HAEMA memory framework built on ChromaDB

Project description

HAEMA

English | 한국어

HAEMA is an agent memory framework built on ChromaDB.

It provides three memory modes through a single write API:

  • core memory: durable high-impact identity/policy/user facts (get_core)
  • latest memory: recency slice by timestamp (get_latest)
  • long-term memory: semantic retrieval (search)

You only write through add(contents), and HAEMA updates all layers automatically.

Key Changes (Current)

  • add(contents) runs a single N:M reconstruction pass per call.
  • Embedding is split into query/document interfaces:
    • embed_query(...)
    • embed_document(...)
  • no-related special path is removed; one reconstruction schema is used.
  • reconstruction schema:
    • memories: list[str]
    • coverage: "complete" | "incomplete"

Installation

pip install haema

Development:

pip install -e ".[dev]"

Quick Start

from haema import Memory

m = Memory(
    path="./haema_store",
    output_dimensionality=1536,
    embedding_client=...,   # your EmbeddingClient implementation
    llm_client=...,         # your LLMClient implementation
    merge_top_k=3,
    merge_distance_cutoff=0.25,
)

m.add([
    "The user prefers concise and actionable responses.",
    "The user is building HAEMA on top of ChromaDB.",
])

print(m.get_core())                    # str
print(m.get_latest(begin=1, count=5)) # list[str]
print(m.search("user preference", 3))  # list[str]

Real provider example:

  • examples/google_genai_example.py

Public API

Constructor

Memory(path, output_dimensionality, embedding_client, llm_client, merge_top_k=3, merge_distance_cutoff=0.25)

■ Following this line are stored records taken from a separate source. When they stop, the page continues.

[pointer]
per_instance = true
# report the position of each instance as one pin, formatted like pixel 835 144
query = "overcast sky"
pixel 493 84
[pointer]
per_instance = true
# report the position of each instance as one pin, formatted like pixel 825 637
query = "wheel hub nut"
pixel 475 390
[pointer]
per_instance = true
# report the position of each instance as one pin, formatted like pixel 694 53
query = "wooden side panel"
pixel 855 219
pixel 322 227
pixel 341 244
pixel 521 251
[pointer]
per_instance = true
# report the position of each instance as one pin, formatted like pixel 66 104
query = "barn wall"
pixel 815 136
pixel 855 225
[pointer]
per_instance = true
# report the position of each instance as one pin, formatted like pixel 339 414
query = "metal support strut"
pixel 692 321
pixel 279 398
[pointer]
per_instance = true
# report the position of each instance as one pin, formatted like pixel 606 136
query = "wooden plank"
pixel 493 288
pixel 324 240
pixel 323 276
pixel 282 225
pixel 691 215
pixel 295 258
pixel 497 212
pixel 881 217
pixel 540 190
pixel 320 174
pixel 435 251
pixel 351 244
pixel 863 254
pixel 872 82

  • path: storage root directory
  • output_dimensionality: embedding output dimension
  • embedding_client: user embedding adapter
  • llm_client: user structured-output LLM adapter
  • merge_top_k: related candidate count per new content (default 3)
  • merge_distance_cutoff: related-memory distance threshold (default 0.25)

Methods

  • get_core() -> str
  • get_latest(begin: int, count: int) -> list[str]
  • search(content: str, n: int) -> list[str]
  • add(contents: str | list[str]) -> None

Client Interfaces

EmbeddingClient

  • embed_query(texts, output_dimensionality) -> np.ndarray
  • embed_document(texts, output_dimensionality) -> np.ndarray

Both must return:

  • 2D numpy.ndarray
  • dtype float32
  • shape (len(texts), output_dimensionality)

LLMClient

  • generate_structured(system_prompt, user_prompt, response_model) -> dict[str, Any]

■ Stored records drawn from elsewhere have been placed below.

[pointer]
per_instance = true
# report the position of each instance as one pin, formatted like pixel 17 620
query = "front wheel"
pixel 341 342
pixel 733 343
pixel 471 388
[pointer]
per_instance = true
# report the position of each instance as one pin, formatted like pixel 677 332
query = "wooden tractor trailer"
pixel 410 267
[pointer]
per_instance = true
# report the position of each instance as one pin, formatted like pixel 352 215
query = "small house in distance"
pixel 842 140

Must return a dict parseable by the provided Pydantic model.

Reconstruction Schema

HAEMA uses structured reconstruction output for long-term memory updates:

class MemoryReconstructionResponse(BaseModel):
    memories: list[str]
    coverage: Literal["complete", "incomplete"]

If output is empty or coverage == "incomplete", HAEMA runs one refinement pass. If it still fails, HAEMA safely falls back to normalized contents.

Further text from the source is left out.